Source tax non-compliance costs govt nearly Tk1 lakh crore per annum: Study
This situation has created a dual problem – compliant businesses end up with effective tax rates that are double the official rate or higher, while a large segment of businesses remains entirely outside the tax net.

Due to compliance gaps in source tax (tax deducted at source – TDS) collections, the government is losing out on nearly Tk1 lakh crore annually, a study by the Business Initiative Leading Development (Build) has found.
According to the study, the National Board of Revenue (NBR) collects TDS from various entities as advance income tax. However, many businesses fail to submit annual tax returns, while the government does not refund excess deductions. As a result, the effective tax collected falls far short of the potential.
This situation has created a dual problem – compliant businesses end up with effective tax rates that are double the official rate or higher, while a large segment of businesses remains entirely outside the tax net.
We know that in some cases businesses pay more than their actual liability and face cash flow problems because refunds are not available or are indefinitely delayed.
Build's calculations show that in 2023, the government collected Tk72,605 crore in TDS across 57 sectors. Based on the companies' average gross profit, however, the estimated tax collection should have been Tk171,327 crore. In other words, the government received Tk98,378 crore less than the potential.
Because many firms do not file returns at the end of the year, no further taxes are collected beyond the deducted TDS. Meanwhile, as a large portion of TDS is treated as minimum tax without refunds, sectors such as cement, steel, ready-made garments, retail, and wholesale are disproportionately burdened.
As a result, despite the declared corporate tax rate of 27.5%, some industries are facing effective tax rates of 54% or higher.
The findings were presented today (17 September) at a dialogue on "Policy Reform Requirements for Non-Adjustable TDS" organised by Build at the Dhaka Chamber of Commerce and Industry (DCCI) auditorium.

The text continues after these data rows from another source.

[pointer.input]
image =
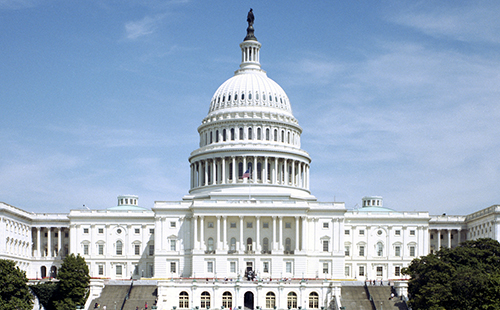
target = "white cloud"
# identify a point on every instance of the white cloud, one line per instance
(143, 27)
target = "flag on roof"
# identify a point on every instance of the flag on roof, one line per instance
(246, 174)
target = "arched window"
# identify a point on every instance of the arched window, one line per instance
(380, 249)
(119, 246)
(232, 246)
(265, 244)
(313, 300)
(210, 244)
(227, 300)
(183, 300)
(249, 244)
(291, 300)
(270, 300)
(205, 300)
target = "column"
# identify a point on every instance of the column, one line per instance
(59, 247)
(223, 173)
(202, 231)
(224, 232)
(49, 242)
(257, 233)
(234, 169)
(274, 248)
(194, 219)
(280, 245)
(297, 240)
(217, 244)
(39, 252)
(242, 247)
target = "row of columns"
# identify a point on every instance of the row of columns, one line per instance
(50, 253)
(202, 172)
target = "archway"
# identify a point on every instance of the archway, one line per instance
(248, 302)
(53, 271)
(43, 272)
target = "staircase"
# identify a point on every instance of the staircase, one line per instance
(355, 298)
(381, 298)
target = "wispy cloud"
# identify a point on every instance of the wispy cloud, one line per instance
(143, 27)
(475, 21)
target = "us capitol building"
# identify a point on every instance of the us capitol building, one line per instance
(249, 214)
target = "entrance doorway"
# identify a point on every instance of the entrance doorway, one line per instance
(248, 302)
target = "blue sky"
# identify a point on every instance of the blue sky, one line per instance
(397, 99)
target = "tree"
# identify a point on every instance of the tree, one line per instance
(466, 277)
(14, 291)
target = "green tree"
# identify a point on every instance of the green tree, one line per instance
(465, 277)
(14, 291)
(74, 282)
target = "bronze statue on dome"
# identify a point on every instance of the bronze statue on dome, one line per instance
(250, 30)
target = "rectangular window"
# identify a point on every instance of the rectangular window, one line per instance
(265, 267)
(397, 271)
(151, 249)
(118, 270)
(361, 271)
(380, 271)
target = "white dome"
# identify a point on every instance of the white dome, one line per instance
(250, 89)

A Build official told The Business Standard after the event, "TDS is deducted under 57 different heads from hundreds of thousands of entities. Yet, only about 27,000 firms actually file returns at year-end."
He added, "Our calculations show an average gross profit of 26.67%. At current rates, this should yield Tk1,71,327 crore in tax. Instead, only a little over Tk72,000 crore is realised."
The study found that if refunds were properly disbursed and actual liabilities enforced, government revenue could rise by at least 1% of GDP.
Due to the absence of refunds, some firms are suffering unbearable burdens. For instance, Crown Cement's effective tax rate jumped to 83.61% in the first quarter of FY25, while Heidelberg Cement's TTI reached 174% of profit, resulting in a net post-tax loss.
Speaking at the event, Shadab Ahmed Khan, Managing Director of Coca-Cola Bangladesh, said, "Over the last four years, taxes on carbonated beverages have risen from 42% to 54%, putting our operations at serious risk. The lack of consistent tax policy is driving foreign investment away."
NBR Chairman Abdur Rahman Khan, attending as the chief guest, acknowledged the grievances. "We know that in some cases businesses pay more than their actual liability and face cash flow problems because refunds are not available or are indefinitely delayed," he said.
"This is not what the system was intended to achieve. Our objective is to expand the tax net and ensure fairness, not to overburden compliant firms."
Defending the rationale for TDS, he explained that it was introduced to secure early income tax collection and reduce evasion risks. More than 80% of income tax revenue now comes from TDS and withholding, providing stable flows to the state exchequer.
The chairman assured that the NBR is open to reforms and will review cases where TDS exceeds actual profit-based liabilities. "Policy simplification and rationalisation are necessary. We will explore automation so refunds or adjustments can be processed within a clear timeframe," he added.
Businesses and economists at the event called for urgent reforms to Bangladesh's non-adjustable TDS regime, widely referred to as the minimum tax, arguing it has imposed excessive burdens, distorted competition, strained cash flows, and discouraged compliance.
Chairing the dialogue, Build Chairperson Abul Kasem Khan said the lack of a refund culture is forcing compliant firms into crises while non-compliant businesses flourish. "In some cases, effective tax rates are as high as 45–48% due to non-adjustable deductions. This is neither fair nor sustainable," he warned. "Unless refunds are automated and policies simplified, Bangladesh's tax-to-GDP ratio will remain among the world's lowest."
DCCI President Taskeen Ahmed stressed that sectoral total tax incidence (TTI) analysis should guide reforms. He said some industries bear disproportionately high burdens that undermine competitiveness. A simplified structure, automated TDS reporting, and a functioning refund policy would ensure fairness while safeguarding revenue.
From the SME sector, Ali Zaman, President of the SME Owners' Association, said entrepreneurs are willing to pay taxes, but the current system is unjust.
"When deductions are made forcefully without options for adjustment or refund, many small businesses feel discouraged from remaining in the formal economy," he said.